A second feature is the ability to target those high-risk no shows and say give them a phone call, giving them the opportunity to cancel their appointment early enough that a scheduler has more capacity to refill the cancelled appointment, or more opportunity to allow the patient to confirm. Some practices devote resources to calling all patients that are booked to confirm appointments, which is a big time waster. Other practices don't call anyone, which doesn't give them a good idea of how the scheduled appointments will play out. What we do is pull in those patients who don't confirm a robo-call that goes out and then label them high-risk for cancellation or no show. So you're calling fewer patients and still getting bang for your buck by reducing the no-show rate and increasing your arrival rate.

The third main feature is called auto-rescheduling. Most of the time, appointments that are cancelled and not refilled with waiting patients happen within 48 hours of the appointment time. A scheduler doesn't have enough time to reach out to other patients and slot somebody. It takes a lot of outbound phone calls and coordination. So what we've done is keep an eye out for those appointments that cancel within 48 hours and send automated text messages to the patients who have previously no showed and don't have a future appointment scheduled. We're trying to improve the coordination of care there. We also contact any patients who are on the waiting list; they receive a text message notification about openings that are available for them. If they take one, Smart Scheduling automatically books it, saving any outbound or inbound calls to the practice.
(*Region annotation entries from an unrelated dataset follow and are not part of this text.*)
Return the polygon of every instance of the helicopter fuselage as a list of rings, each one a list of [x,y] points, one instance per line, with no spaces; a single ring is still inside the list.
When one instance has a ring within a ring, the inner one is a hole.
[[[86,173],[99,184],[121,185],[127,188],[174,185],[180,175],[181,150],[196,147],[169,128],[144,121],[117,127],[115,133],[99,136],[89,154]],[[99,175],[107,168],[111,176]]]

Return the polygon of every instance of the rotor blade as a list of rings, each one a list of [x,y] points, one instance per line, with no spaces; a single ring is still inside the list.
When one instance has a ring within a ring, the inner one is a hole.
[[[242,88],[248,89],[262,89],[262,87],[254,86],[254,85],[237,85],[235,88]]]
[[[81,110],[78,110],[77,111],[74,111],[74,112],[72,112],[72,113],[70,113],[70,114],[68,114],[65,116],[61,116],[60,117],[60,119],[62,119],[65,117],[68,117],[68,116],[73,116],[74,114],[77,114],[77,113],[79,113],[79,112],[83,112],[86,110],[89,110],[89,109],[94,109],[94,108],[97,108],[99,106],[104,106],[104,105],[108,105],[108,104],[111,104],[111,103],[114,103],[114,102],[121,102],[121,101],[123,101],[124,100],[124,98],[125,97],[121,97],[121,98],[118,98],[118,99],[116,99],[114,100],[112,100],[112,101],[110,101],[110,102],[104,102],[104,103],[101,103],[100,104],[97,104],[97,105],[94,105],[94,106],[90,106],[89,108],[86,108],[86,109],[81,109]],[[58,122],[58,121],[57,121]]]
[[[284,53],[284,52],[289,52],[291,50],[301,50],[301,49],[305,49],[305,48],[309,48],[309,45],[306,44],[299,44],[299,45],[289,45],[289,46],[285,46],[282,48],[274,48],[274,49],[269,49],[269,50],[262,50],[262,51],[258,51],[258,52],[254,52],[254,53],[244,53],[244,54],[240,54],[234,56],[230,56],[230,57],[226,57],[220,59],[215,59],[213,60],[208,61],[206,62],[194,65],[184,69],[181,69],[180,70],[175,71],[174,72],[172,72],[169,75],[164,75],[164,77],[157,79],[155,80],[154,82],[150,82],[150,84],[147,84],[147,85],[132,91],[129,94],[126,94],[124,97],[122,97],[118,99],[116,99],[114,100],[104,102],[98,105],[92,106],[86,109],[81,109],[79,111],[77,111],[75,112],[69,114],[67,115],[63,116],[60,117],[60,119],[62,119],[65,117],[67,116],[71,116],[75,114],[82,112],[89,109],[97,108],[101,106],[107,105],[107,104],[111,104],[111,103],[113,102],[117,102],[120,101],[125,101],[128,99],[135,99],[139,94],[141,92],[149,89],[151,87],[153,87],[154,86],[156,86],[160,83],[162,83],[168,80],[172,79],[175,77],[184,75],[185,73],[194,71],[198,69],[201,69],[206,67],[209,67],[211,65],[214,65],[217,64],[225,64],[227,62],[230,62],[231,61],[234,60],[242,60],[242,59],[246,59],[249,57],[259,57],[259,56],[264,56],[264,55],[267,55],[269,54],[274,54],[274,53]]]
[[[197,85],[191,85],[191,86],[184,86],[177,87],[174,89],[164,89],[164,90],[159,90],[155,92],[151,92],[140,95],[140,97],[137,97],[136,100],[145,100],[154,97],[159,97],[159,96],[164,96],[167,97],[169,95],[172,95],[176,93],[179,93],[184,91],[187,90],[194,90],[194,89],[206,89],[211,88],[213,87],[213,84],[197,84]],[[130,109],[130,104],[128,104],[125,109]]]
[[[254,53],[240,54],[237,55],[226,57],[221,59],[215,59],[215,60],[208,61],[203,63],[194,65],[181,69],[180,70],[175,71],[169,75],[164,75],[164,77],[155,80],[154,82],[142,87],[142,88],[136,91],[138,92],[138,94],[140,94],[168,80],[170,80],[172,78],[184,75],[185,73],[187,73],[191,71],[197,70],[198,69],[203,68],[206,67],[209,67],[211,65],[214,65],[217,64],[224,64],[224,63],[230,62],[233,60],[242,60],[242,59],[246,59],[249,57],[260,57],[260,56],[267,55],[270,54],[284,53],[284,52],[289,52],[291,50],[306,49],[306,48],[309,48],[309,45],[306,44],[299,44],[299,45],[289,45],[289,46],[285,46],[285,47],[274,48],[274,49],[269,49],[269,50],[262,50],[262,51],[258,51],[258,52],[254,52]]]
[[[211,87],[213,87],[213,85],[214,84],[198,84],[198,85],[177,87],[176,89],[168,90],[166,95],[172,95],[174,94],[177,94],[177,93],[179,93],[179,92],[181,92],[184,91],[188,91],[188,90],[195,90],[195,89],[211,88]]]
Q: What is 2016 going to look like for Smart Scheduling?

CM: The biggest next step for us is that athenahealth is beginning to bundle Smart Scheduling into new customer implementations, so certain providers will have Smart Scheduling pre-integrated in their EHR. It's helping both us and athenahealth. While all of the features I mentioned are available, not all of the providers using our software have integrated them into their practices yet, so we expect to see more and more customers turning on all of the Smart Scheduling features and integrating them into patient scheduling workflows.